Monday, June 11, 2018

Making Math Graspable

When Dan Meyer invites me to try something (ok, even if the invitation wasn't directed strictly at me), I try it. That's why when I saw this

I tried this:
This crazy magic is Graspable Math and allows you to use some basic gestures (drag, tap, double tap) to do algebra. After I made the clip you see above, I showed it to my high school freshman son and his eyes twinkled. "Wow, Mom. That's awesome."

Or is it?

Dan described some reasons to be skeptical about the tool. You can (and should) read his post here; Dan postulates that perhaps this tool makes math too easy and reinforces tricks, and perhaps misconceptions, through its use, especially when it is used before students master the content on which the tool is based. I can't disagree with those contentions, but I'm still excited about this tool and here are a few reasons why:

In my class, we solve problems like this:    

With some prodding, my students always figure out how to set them up, but some of them really struggle with how to solve the equation after it is set up. Or they have the general idea of how to solve, but they make a mistake getting to the answer and become discouraged about chemistry because of an algebraic mistake. I like the idea of using Graspable Math to solve because then the math wouldn't slow down their understanding of chemistry.

I also love the idea of using Graspable Math to make videos of my solution steps (for problems like the above or any problems). Sure, I can do this with lots of tools, but I thought it was very easy to quickly solve the problem and record my iOS screen. The strength of Graspable Math over other tools is the speed with which I can make expressions that look like textbook math and not like my messy screencast handwriting. Kids could watch the videos to see each step of the algebra I did in class, in the order I did it, to help them at home. Or if they missed class entirely. 

Graspable Math also has potential for teaching inquiry lessons. I wonder if the tool could be used to demonstrate a certain property or process in order to ask students why the process makes mathematical sense. Or, given several similar equations, kids could use the tool to solve and then deduce what they all have in common.

This next idea relies on a perfect world. In a perfect world, I like the idea of using Graspable Math to teach students to check their work. I can see where, especially with students that struggle to make sense of algebra, this tool makes checking work at home, with parents who might want to help but don't feel equipped, a cinch. And, sure, kids could take the value they found for x and plug it back into an equation to check it without Graspable Math. Except that 99% of students won't actually do that and if they have made an algebra mistake on the way to the answer, they are probably equally likely to make one checking the work.

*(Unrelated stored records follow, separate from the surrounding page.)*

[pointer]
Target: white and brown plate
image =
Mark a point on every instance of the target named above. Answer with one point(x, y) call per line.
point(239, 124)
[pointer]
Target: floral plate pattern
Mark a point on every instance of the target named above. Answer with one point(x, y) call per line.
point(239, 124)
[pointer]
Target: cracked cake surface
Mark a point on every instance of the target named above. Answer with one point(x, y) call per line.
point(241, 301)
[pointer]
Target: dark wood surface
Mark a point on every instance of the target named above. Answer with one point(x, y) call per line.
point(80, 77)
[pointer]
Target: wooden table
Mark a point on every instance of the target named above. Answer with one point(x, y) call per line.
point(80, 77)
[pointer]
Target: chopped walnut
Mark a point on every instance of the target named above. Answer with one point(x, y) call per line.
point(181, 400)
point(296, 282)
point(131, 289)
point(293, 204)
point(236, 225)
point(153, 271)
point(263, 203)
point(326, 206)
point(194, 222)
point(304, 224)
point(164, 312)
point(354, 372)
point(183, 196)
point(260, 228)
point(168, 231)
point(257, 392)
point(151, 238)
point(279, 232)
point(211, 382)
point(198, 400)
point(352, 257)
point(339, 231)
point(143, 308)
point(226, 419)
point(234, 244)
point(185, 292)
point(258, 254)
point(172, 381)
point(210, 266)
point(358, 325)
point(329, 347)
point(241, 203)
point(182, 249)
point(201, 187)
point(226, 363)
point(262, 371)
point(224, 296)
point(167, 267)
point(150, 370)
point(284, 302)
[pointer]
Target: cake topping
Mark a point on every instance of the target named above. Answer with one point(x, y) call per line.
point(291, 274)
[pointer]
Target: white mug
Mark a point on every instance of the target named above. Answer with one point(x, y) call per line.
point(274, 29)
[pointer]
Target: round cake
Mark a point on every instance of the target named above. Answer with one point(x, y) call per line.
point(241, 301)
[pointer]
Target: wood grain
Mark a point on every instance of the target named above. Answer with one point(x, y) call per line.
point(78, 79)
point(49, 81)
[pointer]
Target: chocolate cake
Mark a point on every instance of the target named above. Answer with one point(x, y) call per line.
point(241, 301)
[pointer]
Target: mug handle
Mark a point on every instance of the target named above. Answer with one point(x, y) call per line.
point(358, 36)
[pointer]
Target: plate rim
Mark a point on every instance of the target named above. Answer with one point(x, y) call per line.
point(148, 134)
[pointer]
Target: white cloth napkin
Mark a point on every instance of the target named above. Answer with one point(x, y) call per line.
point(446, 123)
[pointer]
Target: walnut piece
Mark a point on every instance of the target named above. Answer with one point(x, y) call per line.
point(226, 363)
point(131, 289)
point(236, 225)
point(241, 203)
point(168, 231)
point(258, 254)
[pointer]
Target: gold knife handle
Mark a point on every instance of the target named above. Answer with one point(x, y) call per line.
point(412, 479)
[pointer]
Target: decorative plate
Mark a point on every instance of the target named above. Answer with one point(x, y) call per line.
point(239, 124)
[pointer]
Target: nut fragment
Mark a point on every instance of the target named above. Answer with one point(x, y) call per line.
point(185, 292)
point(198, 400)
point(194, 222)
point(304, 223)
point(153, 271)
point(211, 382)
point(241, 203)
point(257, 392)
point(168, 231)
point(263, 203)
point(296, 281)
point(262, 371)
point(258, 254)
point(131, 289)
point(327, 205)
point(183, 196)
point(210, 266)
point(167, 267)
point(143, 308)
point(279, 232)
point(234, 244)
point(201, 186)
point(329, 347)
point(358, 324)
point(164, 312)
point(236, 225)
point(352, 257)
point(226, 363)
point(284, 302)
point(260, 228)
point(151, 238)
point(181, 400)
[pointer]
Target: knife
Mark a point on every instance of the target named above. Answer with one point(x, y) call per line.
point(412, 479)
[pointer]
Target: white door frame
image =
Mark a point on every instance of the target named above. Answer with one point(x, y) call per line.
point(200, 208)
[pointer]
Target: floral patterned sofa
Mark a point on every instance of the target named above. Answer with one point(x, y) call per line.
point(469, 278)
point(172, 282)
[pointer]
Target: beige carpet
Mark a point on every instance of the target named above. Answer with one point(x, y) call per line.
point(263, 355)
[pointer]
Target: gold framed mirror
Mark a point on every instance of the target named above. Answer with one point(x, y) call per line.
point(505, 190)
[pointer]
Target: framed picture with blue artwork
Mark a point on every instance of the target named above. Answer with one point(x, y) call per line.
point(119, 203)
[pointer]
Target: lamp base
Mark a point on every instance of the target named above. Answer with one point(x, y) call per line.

Once upon a time I enrolled my two children in Montessori school because of the public school kindergarten requirement of a calculator. In the same way that I didn't want them to learn operations via calculator, I wouldn't use Graspable Math to teach algebra. Still, it looks like a neat tool, one that I hope I can incorporate at the right time in my teaching. If nothing else, it's good for teachers to know that it's out there because our students will find it. And use it. With our help, maybe they will use it for good.